How to Fix a Bad Credit Score

Jane Switzer
by Jane Switzer June 11, 2017 / No Comments

Real talk: There’s no “fast” or instant way to repair a bad credit score, no matter what a clickbait headline tells you. Your credit score is a reflection of financial habits that are months, years, or decades in the making — rehabilitation won’t happen overnight.

The good news: With a little bit of conscious effort, it’s fairly easy to improve your score and set yourself on track toward long-term financial health.

If you haven’t already, start by checking your free credit score and ordering a copy of your credit report (you can get one free report per year through Equifax or TransUnion) so you know where you stand. With your entire credit history at your fingertips, it’s time to get to work.

1. Identify your weak spots

It’s a clichéd quote frequently attributed to Albert Einstein on dorm room posters, but it’s true: the definition of insanity is doing the same thing over and over and expecting different results. Break the cycle by pinpointing exactly why you have bad credit. Your follies are likely chronic: overspending (not following a budget, living paycheque to paycheque), carrying a lot of credit card debt, and/or ignoring bill due dates or missing payments. Any “derogatory marks” on your credit report will especially hurt your score: bankruptcy, liens, or unpaid bills that have moved to collections. Be sure to scan your credit report for mistakes — if you find any, start the dispute process with the credit bureaus ASAP.

2. Pay your bills on time

Take a look at your credit report: How many late payments are listed on your record? At 35%, payment history is the largest component of how your credit score is calculated. Paying all of your bills on time, every time is the single easiest way to repair and maintain a high credit score, yet it’s like hand washing: it’s technically mandatory, and everyone says they do it, but here we are.

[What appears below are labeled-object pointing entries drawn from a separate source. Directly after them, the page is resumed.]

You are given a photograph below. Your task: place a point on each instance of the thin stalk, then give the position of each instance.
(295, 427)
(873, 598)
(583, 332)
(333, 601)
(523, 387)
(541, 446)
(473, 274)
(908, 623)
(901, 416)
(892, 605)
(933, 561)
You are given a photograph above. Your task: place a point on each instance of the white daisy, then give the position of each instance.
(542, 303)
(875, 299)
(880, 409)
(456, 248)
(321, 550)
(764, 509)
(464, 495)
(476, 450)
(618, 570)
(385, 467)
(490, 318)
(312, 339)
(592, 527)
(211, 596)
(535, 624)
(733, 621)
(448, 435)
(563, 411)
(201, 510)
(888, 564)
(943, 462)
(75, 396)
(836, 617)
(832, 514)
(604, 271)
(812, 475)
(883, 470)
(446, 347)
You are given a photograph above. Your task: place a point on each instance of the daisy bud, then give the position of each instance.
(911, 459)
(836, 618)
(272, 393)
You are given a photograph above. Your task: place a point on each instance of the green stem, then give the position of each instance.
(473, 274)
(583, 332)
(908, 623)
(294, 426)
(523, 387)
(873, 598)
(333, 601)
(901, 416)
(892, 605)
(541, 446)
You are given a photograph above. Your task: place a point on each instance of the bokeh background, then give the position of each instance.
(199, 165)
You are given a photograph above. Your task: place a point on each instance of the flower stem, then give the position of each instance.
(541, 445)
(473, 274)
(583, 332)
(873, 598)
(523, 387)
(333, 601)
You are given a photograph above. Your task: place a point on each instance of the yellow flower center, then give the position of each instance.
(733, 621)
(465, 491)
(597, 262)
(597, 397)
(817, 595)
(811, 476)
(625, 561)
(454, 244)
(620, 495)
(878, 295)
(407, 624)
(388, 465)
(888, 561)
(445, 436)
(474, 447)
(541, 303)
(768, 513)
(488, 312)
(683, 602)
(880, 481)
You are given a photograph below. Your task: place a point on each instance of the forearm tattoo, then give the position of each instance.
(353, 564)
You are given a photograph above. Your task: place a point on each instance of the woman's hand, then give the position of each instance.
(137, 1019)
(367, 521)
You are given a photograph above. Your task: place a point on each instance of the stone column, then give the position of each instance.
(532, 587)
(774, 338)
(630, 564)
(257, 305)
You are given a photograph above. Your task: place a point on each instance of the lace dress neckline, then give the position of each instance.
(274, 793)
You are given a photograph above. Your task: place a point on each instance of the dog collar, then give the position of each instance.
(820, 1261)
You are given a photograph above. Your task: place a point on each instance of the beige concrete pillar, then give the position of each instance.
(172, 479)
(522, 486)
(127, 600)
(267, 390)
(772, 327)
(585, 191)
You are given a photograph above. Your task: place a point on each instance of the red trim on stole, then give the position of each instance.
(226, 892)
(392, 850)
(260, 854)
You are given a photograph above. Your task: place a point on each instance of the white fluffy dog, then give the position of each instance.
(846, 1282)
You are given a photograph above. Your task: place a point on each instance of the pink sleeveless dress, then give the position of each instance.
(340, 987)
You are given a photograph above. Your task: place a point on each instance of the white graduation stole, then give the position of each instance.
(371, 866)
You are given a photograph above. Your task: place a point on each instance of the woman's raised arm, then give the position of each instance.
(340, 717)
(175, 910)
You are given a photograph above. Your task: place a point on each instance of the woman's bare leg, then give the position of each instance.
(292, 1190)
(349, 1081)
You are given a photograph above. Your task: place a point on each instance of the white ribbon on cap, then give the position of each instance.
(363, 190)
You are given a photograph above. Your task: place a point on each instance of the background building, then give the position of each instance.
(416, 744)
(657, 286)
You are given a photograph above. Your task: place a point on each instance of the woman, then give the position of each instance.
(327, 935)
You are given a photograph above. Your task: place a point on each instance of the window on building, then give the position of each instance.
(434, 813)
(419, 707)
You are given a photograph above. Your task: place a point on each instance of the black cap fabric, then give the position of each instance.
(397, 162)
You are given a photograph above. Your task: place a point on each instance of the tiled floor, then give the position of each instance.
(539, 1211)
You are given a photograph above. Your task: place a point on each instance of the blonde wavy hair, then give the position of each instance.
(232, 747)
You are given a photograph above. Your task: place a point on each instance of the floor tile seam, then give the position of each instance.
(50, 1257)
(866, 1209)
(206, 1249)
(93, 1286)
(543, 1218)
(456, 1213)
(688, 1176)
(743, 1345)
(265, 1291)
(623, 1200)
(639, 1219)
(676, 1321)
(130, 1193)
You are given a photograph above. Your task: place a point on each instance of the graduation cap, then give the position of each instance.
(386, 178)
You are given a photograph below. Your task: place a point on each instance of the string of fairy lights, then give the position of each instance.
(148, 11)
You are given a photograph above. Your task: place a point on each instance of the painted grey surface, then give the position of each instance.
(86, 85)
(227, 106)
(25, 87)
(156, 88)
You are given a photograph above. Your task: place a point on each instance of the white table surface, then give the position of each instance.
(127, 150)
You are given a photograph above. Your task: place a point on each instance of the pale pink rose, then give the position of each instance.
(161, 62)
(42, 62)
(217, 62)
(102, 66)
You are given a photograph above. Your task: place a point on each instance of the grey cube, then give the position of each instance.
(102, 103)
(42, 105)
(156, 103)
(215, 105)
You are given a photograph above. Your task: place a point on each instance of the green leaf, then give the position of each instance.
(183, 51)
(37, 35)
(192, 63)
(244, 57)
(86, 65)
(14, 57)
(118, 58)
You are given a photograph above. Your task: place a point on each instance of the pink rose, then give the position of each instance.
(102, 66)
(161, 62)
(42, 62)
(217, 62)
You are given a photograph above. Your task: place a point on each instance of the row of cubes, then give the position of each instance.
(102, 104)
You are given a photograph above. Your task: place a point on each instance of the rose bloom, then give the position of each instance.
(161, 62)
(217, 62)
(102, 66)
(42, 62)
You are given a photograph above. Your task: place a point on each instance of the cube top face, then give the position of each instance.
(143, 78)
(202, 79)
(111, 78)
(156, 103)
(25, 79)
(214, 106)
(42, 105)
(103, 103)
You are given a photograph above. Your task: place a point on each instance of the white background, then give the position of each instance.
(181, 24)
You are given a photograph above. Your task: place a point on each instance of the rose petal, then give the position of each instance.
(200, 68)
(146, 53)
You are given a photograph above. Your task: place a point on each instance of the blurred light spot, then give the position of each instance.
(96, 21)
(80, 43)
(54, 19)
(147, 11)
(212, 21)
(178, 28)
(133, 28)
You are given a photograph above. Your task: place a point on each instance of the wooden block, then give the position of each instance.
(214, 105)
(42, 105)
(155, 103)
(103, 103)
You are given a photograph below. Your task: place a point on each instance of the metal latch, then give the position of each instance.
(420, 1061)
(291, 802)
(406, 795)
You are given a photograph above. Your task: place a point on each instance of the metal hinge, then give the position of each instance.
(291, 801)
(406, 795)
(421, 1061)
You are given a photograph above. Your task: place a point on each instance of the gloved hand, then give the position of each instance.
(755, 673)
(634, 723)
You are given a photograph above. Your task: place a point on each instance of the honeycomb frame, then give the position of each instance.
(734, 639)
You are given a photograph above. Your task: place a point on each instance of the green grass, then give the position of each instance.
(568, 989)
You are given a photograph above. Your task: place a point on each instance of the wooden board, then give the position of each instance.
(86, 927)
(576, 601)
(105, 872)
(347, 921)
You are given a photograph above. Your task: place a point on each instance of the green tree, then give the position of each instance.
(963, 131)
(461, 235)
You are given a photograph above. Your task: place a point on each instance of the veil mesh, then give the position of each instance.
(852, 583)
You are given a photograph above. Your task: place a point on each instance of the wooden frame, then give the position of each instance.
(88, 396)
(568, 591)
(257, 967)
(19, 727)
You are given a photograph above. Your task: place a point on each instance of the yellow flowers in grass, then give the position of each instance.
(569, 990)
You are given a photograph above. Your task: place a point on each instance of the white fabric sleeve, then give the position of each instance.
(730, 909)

If you’re struggling with overspending, it’s time to set up a budget and track it using an app such as Mint, which keeps you honest by cataloging every single purchase and trip to the ATM. If you’ve been hit with financial hardship, contact your creditor as soon as you foresee being unable to meet your obligations. Lenders want you to pay them back, so they’re often willing to work with you, as long as you tell them before you’re deep in the hole.

If you’re just disorganized or forgetful, this is the easiest thing to fix: Set up payment reminders through your chosen budgeting app, your email/phone calendar, or make a list and tack it to your fridge — whatever it takes.

3. Get in control of your debt

The credit bureaus consider it healthy to have a mix of different types of credit, as long as you’re in control of it. Even if you have a $200,000 mortgage, it’s actually considered “good” debt as long as you’re making your payments on time (missing a mortgage payment, on the other hand, can knock up to 100 points off your score). Credit card debt is different — carrying high balances on multiple credit cards signals to the credit bureaus that you’re not in control of your finances, especially if you can’t afford to at least make the monthly minimum payments.

Ideally, if you’re not paying your balances off in full each month, your credit utilization ratio should be below 30% of your available limit. So if the limit on your credit card is $5,000, keep your balance below $1,500 at any given time. It’s also better to have $5,000 in debt spread across three credit cards than to have one maxed-out card.

4. Keep an eye on your progress

Remember, change is incremental. It will take at least 30 to 60 days for changes to begin appearing on your credit report, and several months for your score to begin ticking upward, depending on the severity of your past transgressions. It can take up to seven years for derogatory items to fall off your report, but the effect they have on your credit score is diminished with time. Credit scores are calculated on a scale from 300 to 900. Note that it’s not so much the exact number of points gained that matter, but what “range” you fall under: Very poor, poor, fair, good, or excellent. As your improved habits take hold, your score will go up.